La grève des agents pénitentiaires touche à sa fin. Il faut maintenant éviter les mises à l’écart, le harcèlement et les potentielles violences. Cela risque d’être compliqué, tant pour les grévistes que pour les non-grévistes.

Le Conseil central de surveillance pénitentiaire demande donc des mesures pour retrouver un bien-être dans les relations humaines. Des espaces de parole et d’écriture pour les détenus sont nécessaires pour pouvoir exprimer leur vécu. Il demande aussi que chaque gardien soit entendu par un psychologue ou un médecin du travail.

Que pensez-vous des recommandations du Conseil? Que comptez-vous faire pour faciliter leur mise en œuvre? Avez-vous des échos sur la récente reprise du travail dans les prisons?

Koen Geens, ministre : Le bien-être dans les relations humaines est crucial dans nos prisons. Les Communautés pourraient agir avec les directions locales pour la mise en place d’espaces de parole ou d’écriture.

Dans chaque établissement, il existe une “équipe locale de soutien”; chaque agent peut y faire appel. L’équipe est composée de psychologues, d’assistants sociaux et d’agents pénitentiaires formés à l’écoute ou la déontologie. Les agents peuvent aussi faire appel au conseiller “bien-être”.

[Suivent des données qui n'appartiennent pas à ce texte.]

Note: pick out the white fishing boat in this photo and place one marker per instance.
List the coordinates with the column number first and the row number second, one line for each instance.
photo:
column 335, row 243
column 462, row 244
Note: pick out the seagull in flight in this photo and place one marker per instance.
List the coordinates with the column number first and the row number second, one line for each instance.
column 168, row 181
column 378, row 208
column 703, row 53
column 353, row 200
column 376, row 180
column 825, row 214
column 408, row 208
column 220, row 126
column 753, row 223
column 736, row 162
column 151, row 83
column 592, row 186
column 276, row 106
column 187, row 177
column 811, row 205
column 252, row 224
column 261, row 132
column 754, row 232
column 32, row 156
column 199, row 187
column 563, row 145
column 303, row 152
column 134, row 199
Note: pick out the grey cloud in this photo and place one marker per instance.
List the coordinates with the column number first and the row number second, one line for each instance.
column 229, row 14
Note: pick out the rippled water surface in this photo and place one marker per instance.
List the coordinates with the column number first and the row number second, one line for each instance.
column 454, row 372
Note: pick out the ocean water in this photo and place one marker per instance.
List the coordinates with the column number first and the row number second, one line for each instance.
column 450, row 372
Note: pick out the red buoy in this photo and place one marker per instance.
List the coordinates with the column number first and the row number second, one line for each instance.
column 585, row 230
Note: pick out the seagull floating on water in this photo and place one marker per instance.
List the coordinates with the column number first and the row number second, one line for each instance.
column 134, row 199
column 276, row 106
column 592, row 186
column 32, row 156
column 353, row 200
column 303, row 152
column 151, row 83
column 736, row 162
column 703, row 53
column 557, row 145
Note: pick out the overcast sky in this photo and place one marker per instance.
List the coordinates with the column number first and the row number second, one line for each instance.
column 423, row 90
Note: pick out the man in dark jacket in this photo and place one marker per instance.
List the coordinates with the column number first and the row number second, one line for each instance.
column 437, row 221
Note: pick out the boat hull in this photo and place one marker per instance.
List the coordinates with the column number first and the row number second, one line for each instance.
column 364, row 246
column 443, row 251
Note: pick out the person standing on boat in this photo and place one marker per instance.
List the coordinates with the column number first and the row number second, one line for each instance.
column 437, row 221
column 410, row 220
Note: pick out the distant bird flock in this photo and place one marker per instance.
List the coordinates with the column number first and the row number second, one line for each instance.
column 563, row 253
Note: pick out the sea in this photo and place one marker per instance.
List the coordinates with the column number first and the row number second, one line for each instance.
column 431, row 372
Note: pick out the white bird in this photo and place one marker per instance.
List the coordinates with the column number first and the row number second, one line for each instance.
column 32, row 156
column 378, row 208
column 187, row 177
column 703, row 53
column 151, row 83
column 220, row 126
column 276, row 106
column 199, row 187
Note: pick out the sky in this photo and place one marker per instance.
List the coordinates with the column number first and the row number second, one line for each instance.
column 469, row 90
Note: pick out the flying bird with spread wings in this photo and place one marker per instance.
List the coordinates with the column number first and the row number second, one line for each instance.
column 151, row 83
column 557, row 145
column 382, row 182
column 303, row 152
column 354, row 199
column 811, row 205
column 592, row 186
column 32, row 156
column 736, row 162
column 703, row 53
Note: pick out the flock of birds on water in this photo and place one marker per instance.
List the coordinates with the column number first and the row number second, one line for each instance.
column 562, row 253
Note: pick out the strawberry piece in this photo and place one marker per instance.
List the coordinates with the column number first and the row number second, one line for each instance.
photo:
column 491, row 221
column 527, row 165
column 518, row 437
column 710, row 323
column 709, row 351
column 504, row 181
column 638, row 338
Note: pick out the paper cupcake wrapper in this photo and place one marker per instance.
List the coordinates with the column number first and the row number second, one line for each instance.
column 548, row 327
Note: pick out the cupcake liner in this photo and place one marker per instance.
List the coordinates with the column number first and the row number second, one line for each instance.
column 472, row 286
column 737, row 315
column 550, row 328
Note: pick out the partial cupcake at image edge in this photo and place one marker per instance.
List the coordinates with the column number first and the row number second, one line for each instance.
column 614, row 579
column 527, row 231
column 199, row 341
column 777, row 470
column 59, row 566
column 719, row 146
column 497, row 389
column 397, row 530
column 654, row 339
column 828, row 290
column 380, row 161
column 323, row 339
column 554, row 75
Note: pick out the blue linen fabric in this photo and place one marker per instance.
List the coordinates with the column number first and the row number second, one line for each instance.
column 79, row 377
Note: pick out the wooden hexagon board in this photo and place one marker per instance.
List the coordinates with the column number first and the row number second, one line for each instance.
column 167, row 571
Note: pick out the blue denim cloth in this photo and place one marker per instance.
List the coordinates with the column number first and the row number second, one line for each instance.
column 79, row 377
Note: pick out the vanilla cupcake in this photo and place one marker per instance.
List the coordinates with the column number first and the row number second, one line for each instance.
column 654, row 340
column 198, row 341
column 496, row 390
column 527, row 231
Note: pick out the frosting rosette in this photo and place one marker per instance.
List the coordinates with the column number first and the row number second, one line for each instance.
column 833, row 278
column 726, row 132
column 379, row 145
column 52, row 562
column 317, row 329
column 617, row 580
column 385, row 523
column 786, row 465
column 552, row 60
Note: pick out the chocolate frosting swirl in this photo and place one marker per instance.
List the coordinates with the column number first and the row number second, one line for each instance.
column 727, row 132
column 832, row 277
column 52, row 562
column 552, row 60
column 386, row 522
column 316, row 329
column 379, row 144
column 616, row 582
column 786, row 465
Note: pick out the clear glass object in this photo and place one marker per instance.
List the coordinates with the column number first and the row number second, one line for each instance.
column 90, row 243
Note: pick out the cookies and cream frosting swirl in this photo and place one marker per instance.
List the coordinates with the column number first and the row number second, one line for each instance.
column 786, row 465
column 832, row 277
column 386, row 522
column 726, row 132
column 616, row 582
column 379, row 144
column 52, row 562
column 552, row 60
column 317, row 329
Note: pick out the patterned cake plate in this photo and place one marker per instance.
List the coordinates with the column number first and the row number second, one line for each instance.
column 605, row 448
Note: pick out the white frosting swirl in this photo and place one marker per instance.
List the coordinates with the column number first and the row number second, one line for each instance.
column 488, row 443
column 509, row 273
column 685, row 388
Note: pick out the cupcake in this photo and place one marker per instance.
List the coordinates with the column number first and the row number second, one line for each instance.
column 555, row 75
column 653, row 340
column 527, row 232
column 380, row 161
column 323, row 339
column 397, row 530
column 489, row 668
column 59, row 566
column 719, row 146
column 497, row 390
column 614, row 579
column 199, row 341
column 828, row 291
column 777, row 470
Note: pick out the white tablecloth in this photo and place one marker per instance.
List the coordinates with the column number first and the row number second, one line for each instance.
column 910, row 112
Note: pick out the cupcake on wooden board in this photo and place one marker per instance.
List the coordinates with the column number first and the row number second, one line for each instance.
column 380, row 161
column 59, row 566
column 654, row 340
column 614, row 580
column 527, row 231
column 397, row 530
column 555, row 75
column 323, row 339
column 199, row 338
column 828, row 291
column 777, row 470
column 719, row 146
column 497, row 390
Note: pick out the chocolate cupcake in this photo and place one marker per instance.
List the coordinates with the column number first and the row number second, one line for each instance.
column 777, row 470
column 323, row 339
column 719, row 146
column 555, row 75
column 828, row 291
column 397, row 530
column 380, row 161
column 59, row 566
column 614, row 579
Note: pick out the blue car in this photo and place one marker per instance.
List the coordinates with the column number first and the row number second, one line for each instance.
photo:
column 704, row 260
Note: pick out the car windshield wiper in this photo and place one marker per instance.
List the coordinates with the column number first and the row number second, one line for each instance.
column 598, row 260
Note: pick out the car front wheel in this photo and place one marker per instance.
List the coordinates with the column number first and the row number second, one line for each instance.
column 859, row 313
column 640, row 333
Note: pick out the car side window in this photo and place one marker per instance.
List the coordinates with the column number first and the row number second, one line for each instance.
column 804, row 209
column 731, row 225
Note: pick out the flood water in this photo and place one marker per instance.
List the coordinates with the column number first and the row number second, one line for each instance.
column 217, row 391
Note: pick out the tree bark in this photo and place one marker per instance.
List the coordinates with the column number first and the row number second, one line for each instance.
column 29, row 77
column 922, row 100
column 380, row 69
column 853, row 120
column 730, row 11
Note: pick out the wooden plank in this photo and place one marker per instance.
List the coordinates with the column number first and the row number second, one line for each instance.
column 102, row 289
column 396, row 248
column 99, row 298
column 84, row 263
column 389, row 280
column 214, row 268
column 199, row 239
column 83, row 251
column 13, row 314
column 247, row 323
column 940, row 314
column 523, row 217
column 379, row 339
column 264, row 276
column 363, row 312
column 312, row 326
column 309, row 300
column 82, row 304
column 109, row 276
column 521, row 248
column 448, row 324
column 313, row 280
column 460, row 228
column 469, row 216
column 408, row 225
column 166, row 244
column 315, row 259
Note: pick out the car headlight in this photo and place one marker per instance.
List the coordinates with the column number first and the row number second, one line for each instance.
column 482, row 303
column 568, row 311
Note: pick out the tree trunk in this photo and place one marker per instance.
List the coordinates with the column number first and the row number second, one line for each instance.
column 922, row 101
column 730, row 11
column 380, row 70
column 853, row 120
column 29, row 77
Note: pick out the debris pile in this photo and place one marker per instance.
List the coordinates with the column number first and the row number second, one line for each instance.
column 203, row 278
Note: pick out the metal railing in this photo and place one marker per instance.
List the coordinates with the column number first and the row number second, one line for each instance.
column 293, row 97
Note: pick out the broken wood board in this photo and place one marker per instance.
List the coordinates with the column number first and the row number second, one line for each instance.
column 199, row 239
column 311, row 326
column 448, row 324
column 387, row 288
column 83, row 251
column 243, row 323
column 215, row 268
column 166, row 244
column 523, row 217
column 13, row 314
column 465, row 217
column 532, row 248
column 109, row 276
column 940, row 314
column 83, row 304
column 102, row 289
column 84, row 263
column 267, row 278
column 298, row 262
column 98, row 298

Aucun problème majeur n’a été relayé lors de la reprise du travail, sans doute parce qu’il fut progressif. Chaque établissement a prévu un espace de parole lors d’un comité de concertation de base. Les deux établissements les plus touchés ont souhaité, lors du comité de concertation, un membre de la cellule “bien-être” du président.

Gilles Vanden Burre (Ecolo-Groen): Il est positif qu’aucun incident grave n’ait été déploré. Pour le reste, nous en suivons l’évolution.

 

Question orale posée en commission de la Justice le 22 juin 2016.